Les autres députés suisses donnèrent leur assentiment à tout ce qu’avait dit le Landamman d’Underwald, et les citoyens de Bâle prirent poliment congé des étrangers, s’efforçant à force de civilités apparentes de couvrir leur manque réel d’hospitalité. Après leur départ Rodolphe fut le premier à exprimer ce qu’il pensait de leur conduite pusillanime. – Les chiens de lâches ! s’écria-t-il ; puisse le boucher de Bourgogne leur arracher jusqu’à la peau par ses exactions, pour leur apprendre à méconnaître d’anciennes liaisons d’amitié, plutôt que de s’exposer au moindre souffle du courroux d’un tyran !

– Et d’un tyran qui n’est pas même leur maître, ajouta un autre jeune homme ; car presque toute l’escorte s’était alors rassemblée autour des députés pour apprendre quel accueil on devait attendre à Bâle.

– Sans doute, s’écria Ernest, un des fils d’Arnold Biederman, ils ne prétendent pas avoir reçu des ordres de l’empereur ; mais un seul mot du duc de Bourgogne qui ne devrait être pour eux qu’une brise légère venant de l’occident, suffit pour les faire manquer à tous les devoirs de l’hospitalité. Nous devrions marcher sur la ville et en forcer les habitans à la pointe de l’épée à nous y recevoir.

Un murmure d’applaudissement qui s’éleva parmi les jeunes gens éveilla le mécontentement d’Arnold Biederman.

– Est-ce un de mes fils que je viens d’entendre ? s’écria-t-il ; n’est-ce pas plutôt un lansquenet brutal qui ne rêve que batailles et actes de violence ? Qu’est devenue la retenue des jeunes Suisses, qui avaient coutume d’attendre pour agir que les vieillards du canton eussent jugé à propos de leur en donner le signal ; qui étaient doux comme de jeunes filles, jusqu’à ce que la voix de leurs patriarches les eût rendus aussi audacieux que des lions ?

– Je n’avais pas de mauvaises intentions, mon père, dit Ernest déconcerté de cette réprimande ; j’avais encore bien moins dessein de manquer à ce que je vous dois ; mais je dirai que…

– Ne dites pas un mot, mon fils, répliqua Arnold ; mais quittez notre camp demain à la pointe du jour, et en retournant sur-le-champ à Geierstein comme je vous l’ordonne, souvenez-vous que celui qui ne peut commander à sa langue devant ses propres concitoyens et en présence de son père, n’est pas fait pour voyager en pays étranger.

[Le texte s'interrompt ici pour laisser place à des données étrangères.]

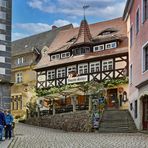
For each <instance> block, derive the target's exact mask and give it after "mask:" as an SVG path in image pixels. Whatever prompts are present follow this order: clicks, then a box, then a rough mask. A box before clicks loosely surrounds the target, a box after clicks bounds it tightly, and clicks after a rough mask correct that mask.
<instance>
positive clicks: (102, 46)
mask: <svg viewBox="0 0 148 148" xmlns="http://www.w3.org/2000/svg"><path fill="white" fill-rule="evenodd" d="M93 50H94V52H95V51H101V50H104V45H98V46H94V47H93Z"/></svg>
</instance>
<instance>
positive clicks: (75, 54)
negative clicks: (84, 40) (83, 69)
mask: <svg viewBox="0 0 148 148" xmlns="http://www.w3.org/2000/svg"><path fill="white" fill-rule="evenodd" d="M89 52H90V48H89V47H81V48H76V49H73V50H72V53H73V55H74V56H76V55H83V54H85V53H89Z"/></svg>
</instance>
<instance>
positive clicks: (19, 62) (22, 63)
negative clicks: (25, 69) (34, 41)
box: [17, 57, 24, 65]
mask: <svg viewBox="0 0 148 148" xmlns="http://www.w3.org/2000/svg"><path fill="white" fill-rule="evenodd" d="M23 63H24V57H19V58H17V64H18V65H21V64H23Z"/></svg>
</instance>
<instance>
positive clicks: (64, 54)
mask: <svg viewBox="0 0 148 148" xmlns="http://www.w3.org/2000/svg"><path fill="white" fill-rule="evenodd" d="M68 57H70V52H65V53H62V54H61V58H62V59H64V58H68Z"/></svg>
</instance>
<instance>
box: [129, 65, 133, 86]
mask: <svg viewBox="0 0 148 148" xmlns="http://www.w3.org/2000/svg"><path fill="white" fill-rule="evenodd" d="M129 76H130V77H129V78H130V79H129V80H130V84H132V81H133V65H132V64H131V65H130V75H129Z"/></svg>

Le porteur de bannière de Berne, le bourgeois de Soleure, et même le député à longue barbe de Schwitz, intercédèrent pour le coupable et tâchèrent de faire révoquer la sentence qui le condamnait au bannissement ; mais leurs efforts furent inutiles.

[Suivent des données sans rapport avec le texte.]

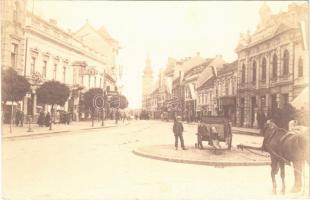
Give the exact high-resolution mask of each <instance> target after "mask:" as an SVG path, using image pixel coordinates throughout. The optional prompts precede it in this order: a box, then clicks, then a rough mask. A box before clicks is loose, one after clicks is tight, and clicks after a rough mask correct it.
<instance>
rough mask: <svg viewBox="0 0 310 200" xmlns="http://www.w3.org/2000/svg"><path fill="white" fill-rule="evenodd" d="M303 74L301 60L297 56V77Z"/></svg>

– Non, mes chers amis, non, mes frères, répondit Arnold, ces jeunes gens ont besoin d’un exemple ; et quoique je sois fâché dans un sens que la faute ait été commise par un membre de ma famille, je suis charmé sous un autre rapport que le délinquant soit un jeune homme sur qui je puis exercer une pleine autorité sans être suspect de partialité. Ernest, vous avez entendu mon ordre ; retournez à Geierstein demain au point du jour, et que je vous trouve dans de meilleures dispositions quand j’y serai de retour.

Le jeune Suisse, quoique évidemment piqué de cet affront public, mit un genou en terre et baisa la main de son père. Arnold sans le moindre signe de ressentiment lui donna sa bénédiction, et Ernest sans lui adresser un mot de remontrance, se relira à l’arrière-garde. La députation entra alors dans l’avenue qui lui avait été indiquée, et au bout de laquelle on voyait les ruines massives de Graff’s-lust ; mais il ne faisait plus assez jour pour en reconnaître exactement la forme. Quand ils en furent plus près et que l’obscurité augmenta, ils virent briller des lumières à trois ou quatre croisées tandis que le reste de la façade était couvert de profondes ténèbres. Lorsqu’ils y furent arrivés ils reconnurent que le pavillon était entouré d’un fossé large et profond, sur la surface duquel se réfléchissait quoique faiblement la lumière qu’on voyait à travers quelques fenêtres.